Gerry Adams declared to an ecstatic throng outside the Sinn Fein office on the Falls Road following his triumph in the 1983 general election: “Even de Valera couldn’t win the Falls.”
De Valera, with Countess Markievitz the last living leader of the 1916 Rising, failed to win the Falls in December 1918 in the election which established Sinn Fein for a period as the dominant force in Irish nationalism.
Sinn Fein swept the old Irish Parliamentary Party aside. The 105 candidates returned across the island comprised 73 republicans, 26 unionists and six from the IPP. The Sinn Fein MPs (or as many of them as were not in prison) met in the Mansion House in Dublin 90 years ago yesterday to form the First Dail and assert their mandate to withdraw Ireland from Westminster rule.
“The whole of nationalist Ireland had gone over with foot, horse and artillery, with bag and baggage, from the camp of so-called Constitutional Home Rule to the Sinn Feiners,” wrote the Tory minister and historian Lord Cushendun. Actually, not quite the whole of nationalist Ireland.
Four of the six successful IPP candidates had been allocated seats in Ulster by Cardinal Logue, in a Church-brokered pact with Sinn Fein to ensure that the Catholic vote in the North wasn’t split. In only two constituencies on the island, then, did the constitutional nationalists see off Sinn Fein.
One was Waterford City, where the IPP candidate was Captain William Redmond. He’d fought with the Dublin Fusiliers and then the Irish Guards for the duration of the war. He’d previously been MP for East Tyrone. He was a son of John Redmond, IPP leader and local MP for 18 years until his death a few months earlier. His uncle Willie, also a MP, had been killed on the Western Front in 1917. The Redmonds were nationalist royalty. Waterford wasn’t typical, and neither was the result. Redmond registered a narrow win, 4,915 votes to 4,431.
Belfast Falls wasn’t typical, either, in a somewhat different, very northern way. The IIP candidate, ‘Wee’ Joe Devlin, was the effective boss of the party in Ulster. Sinn Fein sent in the Long Fellow to take him out.
De Valera also stood in Mayo, against the leader of the IPP, John Dillon. There, the national pattern held true. Dev defeated Dillon by almost exactly two to one — 8,843 to 4,451.
In Belfast Falls, the figures were reversed. Devlin trounced Dev, 8,488 to 3,245. This is what Gerry Adams had had in mind in his moment of victory.
The Falls result assumes added significance from the fact that that this was the outcome of the only straight fight in the North between republicanism and constitutional nationalism.
We can take it as a rough guide to the likely outcome elsewhere had the voting pact not been in place. (The roughness of the guide arises from somewhat different nationalist perspectives in Belfast and border areas.)
At any rate, this measure suggests that the Falls, historically, has been the least republican area in nationalist Ireland. Gerry Adams’ triumph in 1983 was the first Sinn Fein victory on the Falls, ever. He will have known that, too.
The line of battle in the 1918 campaign is instructive.
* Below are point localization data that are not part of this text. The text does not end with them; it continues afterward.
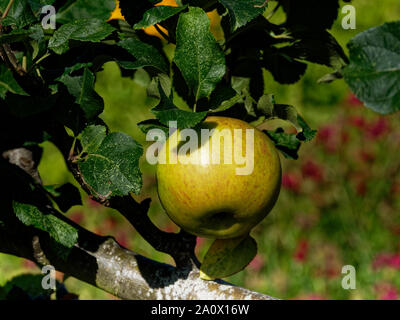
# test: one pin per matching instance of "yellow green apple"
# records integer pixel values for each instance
(223, 186)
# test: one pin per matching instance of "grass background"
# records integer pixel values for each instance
(339, 204)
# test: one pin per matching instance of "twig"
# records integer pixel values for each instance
(7, 9)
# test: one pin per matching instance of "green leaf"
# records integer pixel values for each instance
(65, 196)
(82, 88)
(166, 111)
(59, 230)
(112, 169)
(88, 30)
(197, 54)
(147, 125)
(92, 137)
(157, 14)
(19, 15)
(374, 70)
(227, 257)
(243, 11)
(86, 9)
(17, 35)
(145, 54)
(8, 83)
(287, 143)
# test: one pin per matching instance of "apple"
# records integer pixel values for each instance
(219, 199)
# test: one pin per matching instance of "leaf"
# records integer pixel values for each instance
(145, 54)
(92, 137)
(82, 88)
(85, 9)
(287, 143)
(87, 30)
(166, 111)
(227, 257)
(313, 14)
(112, 169)
(17, 35)
(285, 69)
(197, 54)
(243, 11)
(8, 83)
(374, 70)
(165, 81)
(65, 196)
(158, 14)
(147, 125)
(20, 13)
(59, 230)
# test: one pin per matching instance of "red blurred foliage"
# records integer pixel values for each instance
(391, 260)
(377, 128)
(291, 181)
(257, 263)
(93, 204)
(353, 101)
(301, 251)
(314, 171)
(357, 121)
(328, 137)
(367, 156)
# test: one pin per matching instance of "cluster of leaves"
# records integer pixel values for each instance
(47, 80)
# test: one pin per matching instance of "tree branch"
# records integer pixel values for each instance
(103, 263)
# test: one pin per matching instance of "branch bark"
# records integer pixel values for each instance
(102, 262)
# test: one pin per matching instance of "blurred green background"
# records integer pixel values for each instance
(339, 204)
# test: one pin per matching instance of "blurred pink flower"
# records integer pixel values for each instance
(312, 170)
(291, 181)
(257, 263)
(301, 251)
(357, 121)
(386, 291)
(391, 260)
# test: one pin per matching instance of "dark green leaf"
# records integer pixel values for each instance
(147, 125)
(243, 11)
(227, 257)
(88, 30)
(92, 137)
(198, 55)
(17, 35)
(86, 9)
(65, 196)
(82, 88)
(287, 143)
(113, 168)
(157, 14)
(166, 111)
(133, 10)
(145, 54)
(8, 83)
(374, 70)
(313, 14)
(59, 230)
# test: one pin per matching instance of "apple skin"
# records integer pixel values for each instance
(211, 200)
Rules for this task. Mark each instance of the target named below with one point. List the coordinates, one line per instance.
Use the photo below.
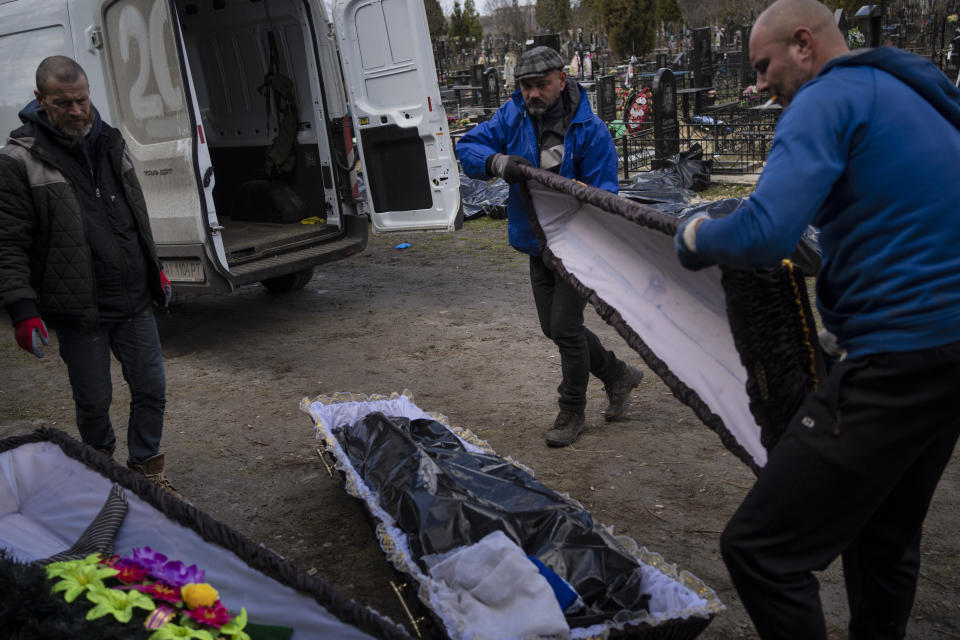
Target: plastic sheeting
(673, 186)
(444, 497)
(482, 198)
(680, 604)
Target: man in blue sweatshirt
(867, 150)
(548, 123)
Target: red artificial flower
(160, 591)
(215, 616)
(129, 571)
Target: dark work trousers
(852, 476)
(560, 309)
(136, 344)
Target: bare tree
(511, 18)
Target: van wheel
(290, 282)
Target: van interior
(264, 125)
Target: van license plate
(184, 270)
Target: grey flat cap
(537, 62)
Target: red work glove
(167, 289)
(32, 335)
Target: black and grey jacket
(75, 240)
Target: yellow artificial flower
(199, 595)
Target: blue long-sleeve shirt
(868, 152)
(588, 156)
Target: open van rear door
(155, 110)
(409, 167)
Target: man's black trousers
(560, 309)
(853, 476)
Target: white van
(205, 91)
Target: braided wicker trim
(257, 557)
(652, 219)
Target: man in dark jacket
(76, 252)
(548, 123)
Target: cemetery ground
(452, 320)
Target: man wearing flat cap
(548, 123)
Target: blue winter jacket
(588, 156)
(869, 152)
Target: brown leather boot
(566, 428)
(107, 452)
(152, 469)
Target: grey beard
(77, 137)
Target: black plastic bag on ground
(671, 188)
(693, 169)
(480, 197)
(443, 496)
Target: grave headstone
(869, 18)
(509, 62)
(607, 98)
(953, 60)
(747, 75)
(666, 124)
(702, 62)
(491, 88)
(840, 19)
(476, 80)
(551, 40)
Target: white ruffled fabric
(496, 591)
(675, 594)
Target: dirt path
(452, 320)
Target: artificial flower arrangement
(751, 96)
(173, 597)
(640, 109)
(855, 38)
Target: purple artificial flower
(177, 574)
(148, 558)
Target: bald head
(790, 43)
(59, 69)
(782, 18)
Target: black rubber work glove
(503, 166)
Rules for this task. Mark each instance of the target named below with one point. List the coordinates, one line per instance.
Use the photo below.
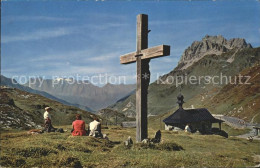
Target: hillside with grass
(24, 110)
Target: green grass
(177, 149)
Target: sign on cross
(142, 57)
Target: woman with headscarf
(78, 127)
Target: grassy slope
(162, 98)
(58, 150)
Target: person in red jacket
(78, 127)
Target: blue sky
(86, 38)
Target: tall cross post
(142, 58)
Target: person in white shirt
(95, 128)
(47, 120)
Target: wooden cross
(142, 56)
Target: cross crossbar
(149, 53)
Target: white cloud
(38, 35)
(105, 57)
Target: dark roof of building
(182, 116)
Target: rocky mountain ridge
(162, 94)
(210, 45)
(83, 92)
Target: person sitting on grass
(78, 127)
(47, 120)
(95, 128)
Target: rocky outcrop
(83, 93)
(210, 45)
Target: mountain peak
(210, 45)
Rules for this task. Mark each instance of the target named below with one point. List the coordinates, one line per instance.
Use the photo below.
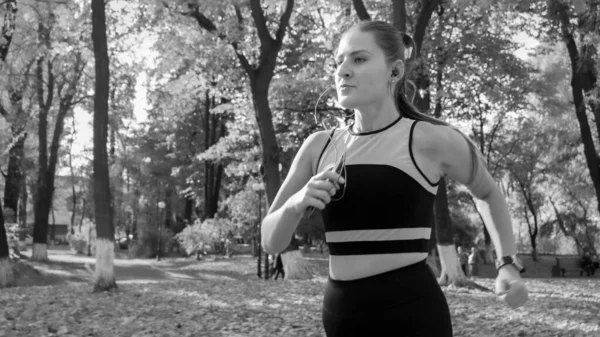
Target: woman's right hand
(317, 192)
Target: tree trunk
(488, 253)
(6, 272)
(73, 179)
(8, 27)
(14, 175)
(43, 195)
(189, 209)
(270, 148)
(563, 228)
(104, 276)
(267, 264)
(451, 271)
(214, 129)
(361, 10)
(23, 199)
(399, 14)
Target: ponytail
(407, 109)
(398, 45)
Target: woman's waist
(363, 267)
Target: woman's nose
(343, 72)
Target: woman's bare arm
(283, 216)
(451, 152)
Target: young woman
(378, 211)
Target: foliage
(147, 243)
(78, 243)
(196, 237)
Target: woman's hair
(394, 43)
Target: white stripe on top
(379, 234)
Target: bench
(568, 267)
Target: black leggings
(404, 302)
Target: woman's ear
(398, 70)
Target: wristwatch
(514, 260)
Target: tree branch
(427, 9)
(261, 24)
(284, 21)
(361, 10)
(244, 61)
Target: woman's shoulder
(431, 138)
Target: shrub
(201, 235)
(147, 243)
(78, 243)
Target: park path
(126, 270)
(129, 270)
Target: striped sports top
(383, 220)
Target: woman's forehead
(356, 40)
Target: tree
(55, 82)
(8, 27)
(583, 74)
(14, 112)
(104, 273)
(260, 76)
(6, 269)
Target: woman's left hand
(510, 288)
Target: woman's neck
(374, 117)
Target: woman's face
(362, 75)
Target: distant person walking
(463, 258)
(279, 267)
(473, 263)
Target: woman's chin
(347, 103)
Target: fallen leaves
(250, 307)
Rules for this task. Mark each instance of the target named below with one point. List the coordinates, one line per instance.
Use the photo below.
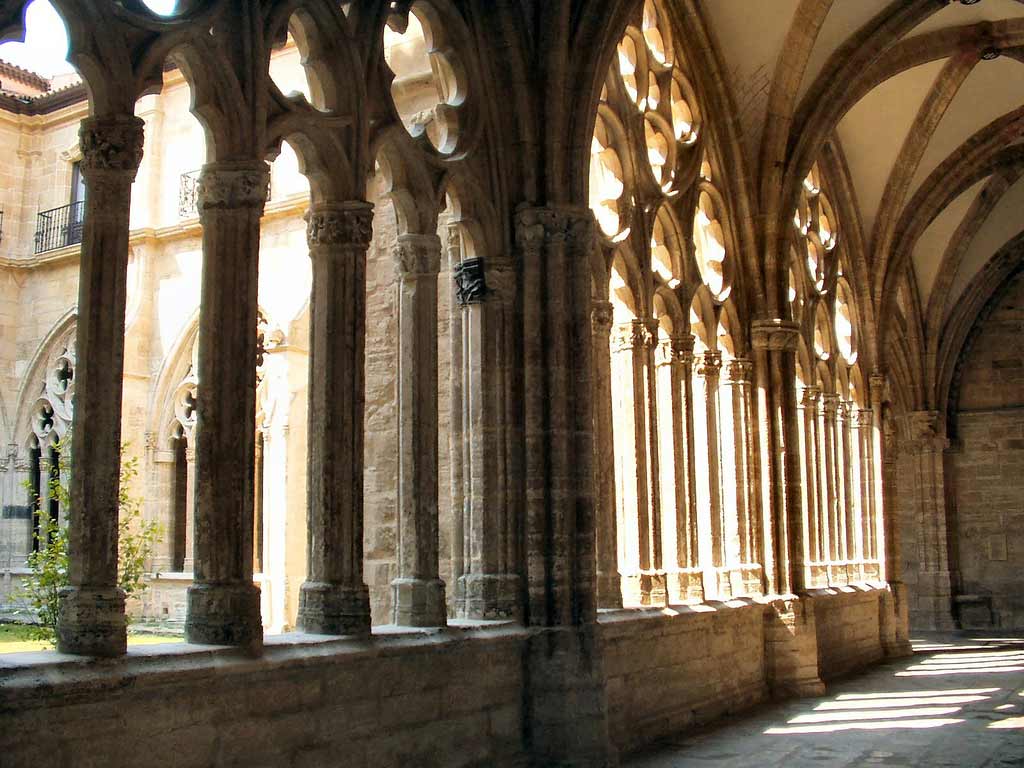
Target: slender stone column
(488, 587)
(687, 540)
(419, 591)
(188, 564)
(784, 527)
(334, 599)
(896, 613)
(91, 617)
(936, 582)
(710, 369)
(223, 602)
(738, 374)
(829, 427)
(609, 591)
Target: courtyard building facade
(512, 384)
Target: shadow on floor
(958, 701)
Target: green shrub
(48, 564)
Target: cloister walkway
(957, 701)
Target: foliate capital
(418, 255)
(550, 224)
(739, 371)
(347, 225)
(601, 313)
(113, 143)
(232, 186)
(682, 348)
(775, 335)
(710, 364)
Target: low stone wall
(847, 622)
(425, 698)
(669, 670)
(440, 699)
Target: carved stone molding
(810, 397)
(601, 315)
(775, 335)
(710, 365)
(535, 226)
(112, 144)
(829, 404)
(232, 186)
(739, 371)
(682, 348)
(470, 282)
(863, 418)
(342, 224)
(418, 255)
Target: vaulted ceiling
(929, 117)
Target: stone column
(489, 586)
(188, 564)
(895, 628)
(654, 581)
(419, 591)
(609, 591)
(829, 428)
(738, 374)
(860, 482)
(936, 582)
(223, 602)
(688, 587)
(91, 617)
(565, 709)
(709, 369)
(334, 599)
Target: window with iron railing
(59, 227)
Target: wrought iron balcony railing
(59, 227)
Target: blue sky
(45, 46)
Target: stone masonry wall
(847, 622)
(671, 672)
(988, 471)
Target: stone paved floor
(958, 701)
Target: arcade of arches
(513, 383)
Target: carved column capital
(340, 225)
(550, 224)
(877, 387)
(112, 144)
(775, 335)
(710, 365)
(601, 314)
(232, 186)
(418, 256)
(739, 371)
(810, 397)
(863, 418)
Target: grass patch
(16, 638)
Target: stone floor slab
(958, 701)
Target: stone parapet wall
(451, 697)
(847, 623)
(672, 670)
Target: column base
(327, 608)
(488, 596)
(419, 602)
(609, 590)
(792, 649)
(91, 622)
(567, 709)
(224, 614)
Devlin hammered away at de Valera’s lack of understanding of the North. You can have a war for a united independent Ireland in the south and the west, he declared, but it would be a different sort of war we’d have to fight here, and we don’t want it. What we do want is respect for our identity, equality, justice, freedom from fear.
The various parties which have gathered in Dublin this week to mark the anniversary of the 1918 general election and the consequent formation of the First Dail are right to see the events as a significant moment in the narrative of Irish history. But the character of the significance may not be exactly as some in the gatherings have imagined.
What the 1918 poll suggests is that the mass of northern Catholics have never been republican, at least not in the sense in which the term is commonly used. In practice, what they have wanted has been the bigot’s boot off their necks and the British Army off their backs, within whatever constitutional arrangements would best secure this outcome.
On this reading, the IRA’s recent 25-year campaign was fought under false colours. Armed struggle matched the mood of young working class people who had felt the whip of oppression or seen their families humiliated by the uniformed forces of a hostile State.
But a united Ireland, the stated aim of the struggle, was never sine qua non. The shift in the line of Sinn Fein towards acceptance of the legitimacy of the Northern State did not come about by visionary leaders coaxing reluctant foot-soldiers away from war onto the path of peace, but, rather, by the party leadership bringing their policies deftly into alignment with the underlying views of their own rank-and-file as discovered by de Valera when he couldn’t win the Falls 90 years ago.